Passfaces

Realuser.com are positioning their Passfaces login solution as an alternative to passwords and as a “means to deter phishing attacks”.

I kinda like the solution, but I’m still having serious doubts regarding the strength of the authentication part. I have tried to get more information about the level of security through one of their german resellers, but haven’t received anything useful as of now. The white papers are not specific on this, either.

The white papers talk a lot about the psychology of recognizing the faces, and how your passfaces can’t be stolen easily, but that’s not what I’m worried about.

There is only a small section in the white papers talking about a brute force attack:

“However, it has been found by experiment that having overlarge grids or more than one passface per grid can be difficult or even confusing for the user. (Also note that the effective entropy of each passface is reduced if there is more than one per grid – this becomes very significant unless M is much smaller than P x Q. For example: the number of permutations of 3 passfaces picked from 3 separate 3 by 3 grids is 729; whereas 3 passfaces picked from the same 3 by 3 grid provides only 84 possibilities!) The 3 x 3 grid has the obvious advantage that it maps directly to a numerical keypad – allowing the Passface system to be used on devices such as ATMs and Web TVs where this may be the only means of user input. Using five passfaces picked from five 3×3 grids provides 9^5 combinations (i.e. a 1 in 59,049 chance that someone could guess them at random) which is sufficient for most consumer and business applications – provided, of course, that the system is not open to exhaustive search by an attacker. For comparison, consider the four-digit user-selected PIN used globally on ATM networks: the chances of someone guessing a PIN are less than 1 in 10,000 (users traditionally select from a much smaller set of numbers that are memorable such as dates and telephone numbers) yet because an attacker only has only three tries before the system locks him out, this has proved quite adequate as a means of authenticating the card owner. Again, if the application or the security administrator demands higher security, then more than five passfaces can be used; there is no known limit to the number of faces that a person can remember.”

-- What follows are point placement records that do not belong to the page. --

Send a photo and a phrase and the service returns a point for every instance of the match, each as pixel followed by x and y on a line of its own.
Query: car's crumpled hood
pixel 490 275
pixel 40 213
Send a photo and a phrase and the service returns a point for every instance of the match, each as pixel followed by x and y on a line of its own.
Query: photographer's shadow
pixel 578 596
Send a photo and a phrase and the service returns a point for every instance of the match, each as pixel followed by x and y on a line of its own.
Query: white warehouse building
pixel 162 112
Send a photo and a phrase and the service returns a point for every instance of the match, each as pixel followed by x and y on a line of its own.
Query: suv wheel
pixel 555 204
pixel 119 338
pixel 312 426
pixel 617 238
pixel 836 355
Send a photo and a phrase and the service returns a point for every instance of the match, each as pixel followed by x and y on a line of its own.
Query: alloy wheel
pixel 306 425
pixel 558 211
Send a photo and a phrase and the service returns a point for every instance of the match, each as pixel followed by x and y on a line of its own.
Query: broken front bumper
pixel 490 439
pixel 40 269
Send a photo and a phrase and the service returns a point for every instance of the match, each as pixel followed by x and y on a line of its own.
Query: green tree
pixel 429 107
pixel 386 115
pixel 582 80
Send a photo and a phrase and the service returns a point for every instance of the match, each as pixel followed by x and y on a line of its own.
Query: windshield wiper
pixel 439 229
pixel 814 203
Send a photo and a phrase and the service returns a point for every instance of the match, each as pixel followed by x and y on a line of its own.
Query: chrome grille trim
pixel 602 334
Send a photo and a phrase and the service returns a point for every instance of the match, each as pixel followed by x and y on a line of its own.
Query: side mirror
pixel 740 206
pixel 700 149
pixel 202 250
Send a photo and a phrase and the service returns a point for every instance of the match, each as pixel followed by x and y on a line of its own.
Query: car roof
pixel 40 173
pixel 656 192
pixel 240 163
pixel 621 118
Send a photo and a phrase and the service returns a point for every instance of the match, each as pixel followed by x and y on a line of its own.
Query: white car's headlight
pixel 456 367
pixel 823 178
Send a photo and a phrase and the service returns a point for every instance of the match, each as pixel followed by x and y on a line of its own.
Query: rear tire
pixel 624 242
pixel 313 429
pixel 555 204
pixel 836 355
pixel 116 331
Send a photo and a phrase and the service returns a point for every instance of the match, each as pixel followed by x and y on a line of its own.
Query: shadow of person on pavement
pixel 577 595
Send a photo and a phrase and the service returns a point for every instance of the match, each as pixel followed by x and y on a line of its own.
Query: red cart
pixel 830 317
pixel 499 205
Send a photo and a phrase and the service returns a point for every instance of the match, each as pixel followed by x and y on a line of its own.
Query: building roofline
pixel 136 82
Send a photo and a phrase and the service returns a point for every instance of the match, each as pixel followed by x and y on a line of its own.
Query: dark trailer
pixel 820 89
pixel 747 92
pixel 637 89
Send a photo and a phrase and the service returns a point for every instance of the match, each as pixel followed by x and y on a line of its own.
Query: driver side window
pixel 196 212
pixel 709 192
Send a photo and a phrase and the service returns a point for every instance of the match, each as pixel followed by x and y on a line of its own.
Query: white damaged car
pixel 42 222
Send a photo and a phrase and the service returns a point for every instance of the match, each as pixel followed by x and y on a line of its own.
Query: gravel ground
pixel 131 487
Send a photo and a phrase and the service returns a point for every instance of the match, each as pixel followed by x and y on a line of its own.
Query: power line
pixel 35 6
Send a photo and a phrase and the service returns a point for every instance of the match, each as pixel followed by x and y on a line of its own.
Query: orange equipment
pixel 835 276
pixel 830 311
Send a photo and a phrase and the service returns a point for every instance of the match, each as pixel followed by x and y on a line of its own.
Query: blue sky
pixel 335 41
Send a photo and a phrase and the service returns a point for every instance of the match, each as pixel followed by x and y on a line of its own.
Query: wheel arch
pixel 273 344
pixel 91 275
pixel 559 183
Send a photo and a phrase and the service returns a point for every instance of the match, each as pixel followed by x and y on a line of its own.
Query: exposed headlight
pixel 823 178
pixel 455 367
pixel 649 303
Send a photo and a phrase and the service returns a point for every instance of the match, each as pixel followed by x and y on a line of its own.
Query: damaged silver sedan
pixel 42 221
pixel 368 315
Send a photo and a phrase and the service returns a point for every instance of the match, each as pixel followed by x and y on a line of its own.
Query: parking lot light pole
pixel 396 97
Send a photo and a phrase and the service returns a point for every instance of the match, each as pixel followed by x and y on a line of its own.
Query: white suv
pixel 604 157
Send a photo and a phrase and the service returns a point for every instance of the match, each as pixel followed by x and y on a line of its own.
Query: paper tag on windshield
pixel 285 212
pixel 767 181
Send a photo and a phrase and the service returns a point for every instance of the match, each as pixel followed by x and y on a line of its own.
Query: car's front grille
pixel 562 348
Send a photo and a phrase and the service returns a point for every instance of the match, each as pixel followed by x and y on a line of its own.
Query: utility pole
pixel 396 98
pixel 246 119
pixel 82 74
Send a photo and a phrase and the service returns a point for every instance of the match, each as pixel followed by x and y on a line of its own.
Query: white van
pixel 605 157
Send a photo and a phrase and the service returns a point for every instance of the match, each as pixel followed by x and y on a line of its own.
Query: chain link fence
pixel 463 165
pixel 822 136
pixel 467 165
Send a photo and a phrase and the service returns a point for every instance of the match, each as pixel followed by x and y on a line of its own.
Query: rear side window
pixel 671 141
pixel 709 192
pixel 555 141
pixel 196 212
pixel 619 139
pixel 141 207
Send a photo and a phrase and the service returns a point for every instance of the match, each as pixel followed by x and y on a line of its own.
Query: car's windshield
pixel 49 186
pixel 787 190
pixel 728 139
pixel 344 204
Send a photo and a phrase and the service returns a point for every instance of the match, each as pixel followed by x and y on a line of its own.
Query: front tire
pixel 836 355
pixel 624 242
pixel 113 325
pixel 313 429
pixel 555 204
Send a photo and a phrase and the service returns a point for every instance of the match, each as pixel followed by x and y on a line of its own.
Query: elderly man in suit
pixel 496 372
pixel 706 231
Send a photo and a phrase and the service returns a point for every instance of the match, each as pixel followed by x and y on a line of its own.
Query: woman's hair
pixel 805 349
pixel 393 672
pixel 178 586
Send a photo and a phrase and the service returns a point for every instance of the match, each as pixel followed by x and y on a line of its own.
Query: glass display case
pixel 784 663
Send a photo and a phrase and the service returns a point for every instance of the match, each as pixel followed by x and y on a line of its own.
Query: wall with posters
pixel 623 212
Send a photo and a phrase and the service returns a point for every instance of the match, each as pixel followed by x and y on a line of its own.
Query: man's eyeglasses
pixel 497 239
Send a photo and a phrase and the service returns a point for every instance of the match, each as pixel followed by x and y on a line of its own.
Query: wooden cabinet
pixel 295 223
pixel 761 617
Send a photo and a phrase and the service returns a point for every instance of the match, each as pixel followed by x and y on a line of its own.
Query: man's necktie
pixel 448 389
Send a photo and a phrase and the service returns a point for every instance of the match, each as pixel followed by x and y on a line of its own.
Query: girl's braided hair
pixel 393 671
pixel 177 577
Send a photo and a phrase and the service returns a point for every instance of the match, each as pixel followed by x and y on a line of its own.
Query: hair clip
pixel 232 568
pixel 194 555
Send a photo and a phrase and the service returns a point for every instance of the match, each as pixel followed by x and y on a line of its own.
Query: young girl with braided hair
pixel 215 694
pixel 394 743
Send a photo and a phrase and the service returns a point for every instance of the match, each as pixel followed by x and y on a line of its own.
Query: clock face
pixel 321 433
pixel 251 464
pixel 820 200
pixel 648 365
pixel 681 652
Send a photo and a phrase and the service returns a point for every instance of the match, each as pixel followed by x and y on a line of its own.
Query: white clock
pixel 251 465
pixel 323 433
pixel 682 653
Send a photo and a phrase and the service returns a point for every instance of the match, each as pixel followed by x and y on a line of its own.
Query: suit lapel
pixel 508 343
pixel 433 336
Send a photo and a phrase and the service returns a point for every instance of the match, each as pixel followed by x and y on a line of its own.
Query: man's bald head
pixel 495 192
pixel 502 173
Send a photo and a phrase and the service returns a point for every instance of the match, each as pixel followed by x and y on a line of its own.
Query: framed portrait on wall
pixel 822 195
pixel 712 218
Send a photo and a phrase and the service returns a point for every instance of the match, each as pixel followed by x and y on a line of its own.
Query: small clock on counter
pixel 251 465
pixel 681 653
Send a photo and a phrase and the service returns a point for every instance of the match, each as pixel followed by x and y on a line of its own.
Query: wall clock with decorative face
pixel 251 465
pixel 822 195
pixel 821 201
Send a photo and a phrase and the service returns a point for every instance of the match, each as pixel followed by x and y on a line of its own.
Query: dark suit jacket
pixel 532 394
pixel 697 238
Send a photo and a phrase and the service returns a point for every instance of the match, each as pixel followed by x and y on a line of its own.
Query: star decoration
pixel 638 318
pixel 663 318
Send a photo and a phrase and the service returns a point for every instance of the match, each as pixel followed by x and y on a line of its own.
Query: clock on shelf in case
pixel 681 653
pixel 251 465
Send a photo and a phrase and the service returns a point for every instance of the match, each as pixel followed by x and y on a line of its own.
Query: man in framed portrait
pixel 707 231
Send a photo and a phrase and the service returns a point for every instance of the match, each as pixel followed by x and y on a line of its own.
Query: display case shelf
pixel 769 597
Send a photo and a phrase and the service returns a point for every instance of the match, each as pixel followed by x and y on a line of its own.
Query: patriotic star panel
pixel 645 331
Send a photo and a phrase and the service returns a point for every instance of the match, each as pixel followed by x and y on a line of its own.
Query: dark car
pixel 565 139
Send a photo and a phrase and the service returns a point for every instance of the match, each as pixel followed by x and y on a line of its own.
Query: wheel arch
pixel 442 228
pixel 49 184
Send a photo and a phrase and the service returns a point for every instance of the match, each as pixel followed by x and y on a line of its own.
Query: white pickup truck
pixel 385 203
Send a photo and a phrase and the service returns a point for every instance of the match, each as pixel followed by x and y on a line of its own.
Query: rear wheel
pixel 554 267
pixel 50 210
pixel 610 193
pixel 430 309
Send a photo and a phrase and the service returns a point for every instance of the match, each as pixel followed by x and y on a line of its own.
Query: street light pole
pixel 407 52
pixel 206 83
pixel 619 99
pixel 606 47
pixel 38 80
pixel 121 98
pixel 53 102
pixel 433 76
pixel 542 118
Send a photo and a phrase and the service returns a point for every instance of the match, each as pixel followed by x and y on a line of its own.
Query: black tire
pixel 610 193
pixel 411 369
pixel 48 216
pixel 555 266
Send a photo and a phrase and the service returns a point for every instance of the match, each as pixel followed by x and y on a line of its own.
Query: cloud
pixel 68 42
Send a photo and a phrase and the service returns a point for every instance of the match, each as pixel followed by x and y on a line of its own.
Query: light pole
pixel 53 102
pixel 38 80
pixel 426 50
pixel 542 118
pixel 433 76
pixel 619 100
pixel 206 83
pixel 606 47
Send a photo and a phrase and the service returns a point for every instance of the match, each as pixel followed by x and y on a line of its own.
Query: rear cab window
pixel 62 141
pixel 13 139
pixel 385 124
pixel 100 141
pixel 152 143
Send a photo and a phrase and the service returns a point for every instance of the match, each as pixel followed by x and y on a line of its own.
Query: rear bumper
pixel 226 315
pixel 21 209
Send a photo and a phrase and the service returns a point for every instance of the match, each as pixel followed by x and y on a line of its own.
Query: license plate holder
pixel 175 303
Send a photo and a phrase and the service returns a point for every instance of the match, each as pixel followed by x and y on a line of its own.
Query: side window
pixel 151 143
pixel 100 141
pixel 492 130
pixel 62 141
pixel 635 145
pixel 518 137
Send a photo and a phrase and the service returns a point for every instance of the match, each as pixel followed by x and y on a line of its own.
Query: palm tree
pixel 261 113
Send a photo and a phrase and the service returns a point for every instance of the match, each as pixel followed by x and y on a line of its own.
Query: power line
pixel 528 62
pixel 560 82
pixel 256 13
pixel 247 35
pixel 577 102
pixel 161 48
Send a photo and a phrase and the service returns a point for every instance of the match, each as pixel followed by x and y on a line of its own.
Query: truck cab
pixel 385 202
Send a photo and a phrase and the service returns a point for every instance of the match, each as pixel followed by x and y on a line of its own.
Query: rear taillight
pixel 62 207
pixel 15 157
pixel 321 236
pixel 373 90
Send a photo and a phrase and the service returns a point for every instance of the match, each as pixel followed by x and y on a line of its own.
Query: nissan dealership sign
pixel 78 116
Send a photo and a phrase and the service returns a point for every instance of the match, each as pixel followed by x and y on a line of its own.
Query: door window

I guess most implementations will stick to 3×3, and anything more will probably just increase the burden on your support staff.

That leads me to the next issue: enrollment. In a large company, you will have to put in place procedures to enroll new users and “reset” passfaces. This may prove to be quite a big task with a large number of users, compared to sending out sealed envelopes with passwords. You will also need procedures to correctly identify users for password resets.

Apart from brute force, there’s another possible attack that I’ve been thinking of. You may know somebody’s user name, so just try a login and capture the screen where the first set of faces is being shown. Don’t klick on any faces in order not to increase the failure count.

I was thinking of looking for faces appearing more often than others, but it may be even easier. The white paper says:

“Further, none of the faces has a tendency to stand out from the others. Only when a Passface is shown subsequently at login, will it then seem (to the user who is familiar with it) to stand out from the other eight “decoy” faces in the grid.
[…]
Note that, at login, a passface is always seen in a grid with the same eight decoy faces. Clearly, if the decoys varied between login sessions, then it would make it easy for an attacker to identify the passface as the constant. This may at first sight seem to present a problem since the user might be expected to eventually become familiar with the decoy faces and start confusing them with her passfaces. However, our experience and trials have shown that, although the users do indeed gain a certain level of familiarity with the decoys, their speed and accuracy at recognizing their passfaces actually increases. It seems that each login reinforces the user’s familiarity with their passfaces more than with their decoy faces.*

Now wait a minute – does this mean that I just need to record a set of login screens in order to identify the (constant) decoy faces and click on the one that’s different??? That would be too easy, wouldn’t it?

I would appreciate if somebody could shed a light on this, as I really like the idea. And a company with Taher Elgamal on the advisory board can’t be all clueless in terms of security, can they?